Papers by Alan Sokal on the "Social Text Affair"
It's certainly worth a look.
LOL, the "Postmodernism Generator," check it out:
http://www.elsewhere.org/cgi-bin/postmodern
Be sure to hit refresh a few times.
Bookmark for later.
Thanks for the link - an excellent overview.
Ayn Rand was saying this back in 1970.
Convenient how he tries to classify Hobbes and Rousseau as non-Enlightenment thinkers. Totalitarianism is modernity par excellence, and many undeniably Enlightenment thinkers, such as Voltarie, were sycophants of the absolutist regimes generated by Modern philosophy, the rejection of religious authority, and the enthronement of religious tolerance this author praises. Democracy itself has retained all the absolutism of a post-medieval monarchy, only there are more people putatively in power.

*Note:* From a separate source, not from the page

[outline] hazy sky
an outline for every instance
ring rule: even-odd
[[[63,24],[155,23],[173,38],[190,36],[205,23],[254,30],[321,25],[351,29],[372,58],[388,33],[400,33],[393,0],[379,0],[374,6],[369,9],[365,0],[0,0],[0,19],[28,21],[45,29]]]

A much better essay is Understanding Traditionalist Conservatism.
A key paragraph:
But to [Russell] Kirk and to the American traditionalists he inspired, liberals ultimately fail to understand the partiality of their principle. Their account of human nature excludes too much of what can be known, and is known, about the human good. Because their principle is simple or reductionist, liberals possess no other principle which can authoritatively limit the eventual application of their principle to all spheres of human life this, despite their proud boast that liberalism differs in kind from all other political theories in refusing for itself a comprehensive conception of the good. Because, for liberalism, the public sphere is limited only by rights, which are the possession only of those great abstractions, individuals, the public sphere in fact extends to all human relations. The homogenization of the whole of the human world on the basis of the contract theory is the dehumanizing threat we ultimately face, made all the more dangerous by the fact that Americas political discourse has lacked any terms which would enable us to recognize the ideological or dogmatic character of liberalism.Also, I think one must be wary of Jacobinism, an ideology for which I suspect this writer would have approving words. Jacobinism is a focus of this review of Claes G. Ryn's America the Virtuous
Oh, one more recommendation: Alisdair MacIntyre's _Three Rival Versions of Moral Enquiry_, a collection of his Gifford Lectures delivered at Edinburgh University, is an excellent introduction to those who think that there are fatal flaws in the Enlightenment project yet don't succumb to flimsy "postmodern" irrationalism.
I think there may be a distinction between Anglo-American Enlightenment thinkers (Locke, Jefferson, et al) and the Europeans, with the former being the fount of classical liberalism, and the latter being the philosophical sources of modern totalitarianism.
Hume, it seems to me, is also a forerunner of the pomo relativism the author decries.